I’m sorry, but I don’t insist on anything.
Again, I am just following the “instructions” from Klipper documentation
As can be observed, the very first line says
These instructions assume the software will run on a Raspberry Pi computer in conjunction with OctoPrint
In fact, I tried to get away from OctoPrint by installing klipper, mainsail, fluidd, moonraker and pgcode, as mentioned in my first post.
I now totally reformatted the uSD card, removing the boot partition and all.
Copied only “klipper.bin” from the “home/[the name of my Pi]/klipper/out” folder onto the blank uSD card.
And renamed it so it’s different than the last name used for flashing (I increment a number behind klipper, right now I’m at klipper5).
The result of all this is still a dark lightly backlit screen!
It might be that klipper works, did ask here how I can check.
I used the recommended OctoPrint and it shows this:
A) is it typical that the screen of the Ender is dead?
B) how can I find out if the klipper FW for the Ender is working?
C) can I reinstall klipper, mainsail, fluidd, moonraker and pgcode via kiauh now or will it mess up all the stuff I installed thus far?
after installing the
GitHub - thelastWallE/OctoprintKlipperPlugin: A plugin for a better integration of Klipper
which you kindly recommended I can now see the firmware, which lead me to believe that the FW flash worked.
Considering this I dug deeper and now believe that the screen might not work due to having been flashed itself before diving into Klipper.
As mentioned, “I had already flashed it prior to all this with “MRISCOC Professional firmware” successfully”.
During that prior flash the sceen itself had to be flashed also.
Could it be that now the screen is not compatible with klipper (or whatever I installed here)?
klippy01.log (217.3 KB)
So how do I change the display to finally get this klipper thing going?
I did the display FW tour already, opening it, inserting uSD card etc.
Thanks!
Personally, I think a display is not needed because the webinterfaces are much more powerful. For example, Orca Slicer even has a direct integration for them. You can control the entire printing process from this slicer. Of course, your personal preferences may be different.
Your log looks good. Seems you are ready to fine tune and start printing. You may want to check:
Thanks for those, but the screen has to work since as mentioned above, I need to make sure that the printer still functions as it was before.
My friend is a total un-geek, he just plays discjokey with his uSD cards.
So he would need the screen to navigate his project once he inserts his uSD card into Ender’s slot.
I’m a bit at loss here, so after all the issues and back and forth of the installation you say that the Ender display won’t work with this Klipper software??

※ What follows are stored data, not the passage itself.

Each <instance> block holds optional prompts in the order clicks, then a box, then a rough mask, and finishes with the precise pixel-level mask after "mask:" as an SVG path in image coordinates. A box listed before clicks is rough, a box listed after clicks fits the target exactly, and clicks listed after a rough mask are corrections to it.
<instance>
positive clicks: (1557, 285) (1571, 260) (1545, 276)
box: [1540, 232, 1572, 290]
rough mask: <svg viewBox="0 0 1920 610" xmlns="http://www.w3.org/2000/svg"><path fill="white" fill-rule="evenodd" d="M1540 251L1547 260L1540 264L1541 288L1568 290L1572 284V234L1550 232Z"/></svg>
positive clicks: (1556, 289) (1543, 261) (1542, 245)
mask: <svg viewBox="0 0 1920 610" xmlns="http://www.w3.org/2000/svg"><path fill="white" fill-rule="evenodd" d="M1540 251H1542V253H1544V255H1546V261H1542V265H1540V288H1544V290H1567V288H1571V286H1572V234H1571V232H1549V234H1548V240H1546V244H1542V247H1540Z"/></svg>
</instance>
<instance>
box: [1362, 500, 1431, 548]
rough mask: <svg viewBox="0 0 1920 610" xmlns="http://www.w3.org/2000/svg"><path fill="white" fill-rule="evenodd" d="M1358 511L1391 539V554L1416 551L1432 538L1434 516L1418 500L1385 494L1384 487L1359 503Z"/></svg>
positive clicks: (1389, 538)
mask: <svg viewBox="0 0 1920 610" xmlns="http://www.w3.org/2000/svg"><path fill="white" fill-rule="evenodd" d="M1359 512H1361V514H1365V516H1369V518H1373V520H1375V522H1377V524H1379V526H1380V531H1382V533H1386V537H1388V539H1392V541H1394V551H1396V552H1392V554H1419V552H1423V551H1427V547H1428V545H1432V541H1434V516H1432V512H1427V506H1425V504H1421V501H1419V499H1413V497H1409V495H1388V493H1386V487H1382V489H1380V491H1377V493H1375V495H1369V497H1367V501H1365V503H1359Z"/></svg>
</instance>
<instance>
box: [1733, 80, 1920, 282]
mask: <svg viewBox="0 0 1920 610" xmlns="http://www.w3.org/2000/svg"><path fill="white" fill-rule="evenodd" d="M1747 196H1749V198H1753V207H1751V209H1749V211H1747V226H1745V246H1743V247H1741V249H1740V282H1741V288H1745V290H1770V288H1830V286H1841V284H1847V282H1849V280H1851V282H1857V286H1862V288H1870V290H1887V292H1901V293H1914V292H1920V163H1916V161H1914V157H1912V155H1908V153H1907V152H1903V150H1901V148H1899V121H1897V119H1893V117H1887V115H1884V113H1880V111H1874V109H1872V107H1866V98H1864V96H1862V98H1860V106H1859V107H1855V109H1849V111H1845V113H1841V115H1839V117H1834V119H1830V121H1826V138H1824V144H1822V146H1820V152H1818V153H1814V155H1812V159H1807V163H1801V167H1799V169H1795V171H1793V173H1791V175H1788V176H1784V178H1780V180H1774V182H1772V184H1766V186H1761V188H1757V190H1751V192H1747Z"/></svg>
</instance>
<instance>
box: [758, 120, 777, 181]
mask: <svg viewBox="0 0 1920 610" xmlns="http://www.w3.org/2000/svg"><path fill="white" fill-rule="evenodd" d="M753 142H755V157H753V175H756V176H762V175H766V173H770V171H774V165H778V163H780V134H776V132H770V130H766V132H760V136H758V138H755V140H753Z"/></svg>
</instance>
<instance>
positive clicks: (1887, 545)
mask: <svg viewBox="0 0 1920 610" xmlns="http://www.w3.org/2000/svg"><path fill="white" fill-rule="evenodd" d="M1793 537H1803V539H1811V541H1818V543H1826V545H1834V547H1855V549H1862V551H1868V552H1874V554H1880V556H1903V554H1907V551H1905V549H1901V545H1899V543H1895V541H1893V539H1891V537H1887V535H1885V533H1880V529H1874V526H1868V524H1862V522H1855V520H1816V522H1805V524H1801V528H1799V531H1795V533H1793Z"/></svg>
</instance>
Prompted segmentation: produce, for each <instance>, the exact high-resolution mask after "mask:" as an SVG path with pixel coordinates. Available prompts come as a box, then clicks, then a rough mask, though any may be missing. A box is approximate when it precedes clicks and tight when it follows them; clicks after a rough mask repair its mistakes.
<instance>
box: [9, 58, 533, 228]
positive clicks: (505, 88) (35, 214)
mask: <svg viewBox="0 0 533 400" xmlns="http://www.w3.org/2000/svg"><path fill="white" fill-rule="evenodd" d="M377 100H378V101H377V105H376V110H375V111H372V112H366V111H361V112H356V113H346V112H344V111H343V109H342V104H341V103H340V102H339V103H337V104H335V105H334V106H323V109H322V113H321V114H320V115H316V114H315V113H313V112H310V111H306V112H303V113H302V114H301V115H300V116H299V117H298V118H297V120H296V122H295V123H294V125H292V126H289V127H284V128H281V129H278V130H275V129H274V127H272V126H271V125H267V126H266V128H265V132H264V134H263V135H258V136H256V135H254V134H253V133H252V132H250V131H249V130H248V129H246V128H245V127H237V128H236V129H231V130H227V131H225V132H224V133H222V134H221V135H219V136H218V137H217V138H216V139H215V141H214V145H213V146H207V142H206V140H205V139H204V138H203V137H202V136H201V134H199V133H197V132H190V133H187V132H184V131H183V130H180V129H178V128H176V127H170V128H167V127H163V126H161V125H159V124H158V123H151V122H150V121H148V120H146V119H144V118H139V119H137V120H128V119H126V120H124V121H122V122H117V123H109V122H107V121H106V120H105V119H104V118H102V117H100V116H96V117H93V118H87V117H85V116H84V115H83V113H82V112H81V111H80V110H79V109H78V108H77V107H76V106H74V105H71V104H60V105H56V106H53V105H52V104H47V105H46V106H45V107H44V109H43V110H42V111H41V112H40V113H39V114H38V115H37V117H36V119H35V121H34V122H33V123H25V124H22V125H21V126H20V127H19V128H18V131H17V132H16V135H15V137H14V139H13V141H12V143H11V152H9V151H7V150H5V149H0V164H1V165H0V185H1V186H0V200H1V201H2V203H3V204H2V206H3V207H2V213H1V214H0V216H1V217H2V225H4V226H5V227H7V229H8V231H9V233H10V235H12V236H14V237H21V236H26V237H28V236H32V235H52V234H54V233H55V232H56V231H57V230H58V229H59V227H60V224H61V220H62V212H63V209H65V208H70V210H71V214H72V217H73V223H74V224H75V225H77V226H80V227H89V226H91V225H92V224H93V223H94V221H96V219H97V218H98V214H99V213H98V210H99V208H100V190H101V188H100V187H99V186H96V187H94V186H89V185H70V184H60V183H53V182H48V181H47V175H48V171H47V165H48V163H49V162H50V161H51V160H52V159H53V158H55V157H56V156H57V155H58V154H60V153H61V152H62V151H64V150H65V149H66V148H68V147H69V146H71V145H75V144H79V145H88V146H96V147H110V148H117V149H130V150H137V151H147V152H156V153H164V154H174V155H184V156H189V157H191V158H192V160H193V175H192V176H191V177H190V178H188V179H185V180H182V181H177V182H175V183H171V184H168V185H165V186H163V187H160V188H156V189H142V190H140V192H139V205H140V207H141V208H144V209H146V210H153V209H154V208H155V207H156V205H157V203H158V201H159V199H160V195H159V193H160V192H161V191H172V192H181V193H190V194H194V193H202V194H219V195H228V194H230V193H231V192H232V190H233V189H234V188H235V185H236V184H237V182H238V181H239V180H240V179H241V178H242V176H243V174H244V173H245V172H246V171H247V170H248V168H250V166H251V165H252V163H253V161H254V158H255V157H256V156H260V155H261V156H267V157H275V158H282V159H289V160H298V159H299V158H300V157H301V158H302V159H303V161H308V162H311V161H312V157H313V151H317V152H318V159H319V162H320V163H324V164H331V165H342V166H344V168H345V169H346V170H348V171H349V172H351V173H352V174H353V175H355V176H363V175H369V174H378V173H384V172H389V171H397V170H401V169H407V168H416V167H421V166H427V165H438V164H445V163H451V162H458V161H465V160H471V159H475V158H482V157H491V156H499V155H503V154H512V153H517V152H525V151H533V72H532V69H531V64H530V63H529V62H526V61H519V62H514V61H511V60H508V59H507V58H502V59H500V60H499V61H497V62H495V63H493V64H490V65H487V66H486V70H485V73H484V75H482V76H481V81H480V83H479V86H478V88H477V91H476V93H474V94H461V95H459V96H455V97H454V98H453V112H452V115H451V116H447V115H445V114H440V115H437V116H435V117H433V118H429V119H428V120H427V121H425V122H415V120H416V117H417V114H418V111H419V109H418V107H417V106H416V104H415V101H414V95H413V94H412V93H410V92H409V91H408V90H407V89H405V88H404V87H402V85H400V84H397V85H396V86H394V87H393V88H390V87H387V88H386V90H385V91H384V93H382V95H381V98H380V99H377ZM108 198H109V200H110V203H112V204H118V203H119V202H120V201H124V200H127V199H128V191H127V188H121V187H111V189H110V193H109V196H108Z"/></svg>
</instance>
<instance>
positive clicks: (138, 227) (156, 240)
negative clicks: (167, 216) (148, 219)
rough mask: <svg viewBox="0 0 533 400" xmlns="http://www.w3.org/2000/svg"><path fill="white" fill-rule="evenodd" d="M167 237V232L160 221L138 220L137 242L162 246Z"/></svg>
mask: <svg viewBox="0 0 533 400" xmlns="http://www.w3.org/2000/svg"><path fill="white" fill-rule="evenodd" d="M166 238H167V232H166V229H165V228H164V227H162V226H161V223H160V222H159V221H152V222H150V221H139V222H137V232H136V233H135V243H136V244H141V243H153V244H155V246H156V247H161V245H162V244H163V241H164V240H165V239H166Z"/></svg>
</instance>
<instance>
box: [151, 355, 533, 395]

The options you kindly pointed out are
buying yet another part, a display,
or wire the existing display to the Pi (?),
or compile something designed for a (touchscreen) which the Ender 3 V2 does not have?
Just to make sure, the Ender 3 V2 I work on has a (non-touch) DWIN display, “the original display unit, it supports all firmware functions”.
Unfortunately yes.
There are countless printer types and hardware combinations out there. Klipper supports most combinations, but not all.
Especially displays are a bit of a weak spot and Klipper focuses on different UI solutions and less these little displays.
You can always easily revert to Marlin. Just flash the board with this MRISCOC firmware and disconnect the RPi.
TBH, Klipper is about printing fast and at high quality, and definitively not about looking fancy. Personally, I prefer fast and high quality over anything else. YMMV.
what a bummer, days of trying and now this.
It would be really great from the Klipper team to tell people all these issues they have.
I read all over that getting Klipper to work is a big hassle, many gave up.
It’s really sad to waste people’s time with such a software.
Initially I was really impressed with the abilities, but what’s the point if it totally wrecks havoc on your system.
If I had known about all these issues I would not have touched it.
Really frustrated after all this.
So much time and enery wasted…
Sorry to leave you frustrated.
You are right, a Klipper setup is a bit more involved than flashing a precompiled Marlin binary. Nevertheless, this is rewarded with many benefits over Marlin (which I used myself at least over 8 years), like:
Higher speed
Better quality
Changing settings without recompiling the firmware
Powerful webinterfaces
It is like switching from Notepad to a full-fledged word processor. It has a learning curve, but the reward is great once you mastered it.
Although I really understand your point, with Klipper being an open source project, all development and support is done by unpaid volunteers (in contrast to a company like Creality, who earns a good deal of money with selling the printers and releasing some half baked Marlin with GPL violations).
So it might be a bit out of scope to expect that you get delivered a solution that respects all your personal needs on a silver plate.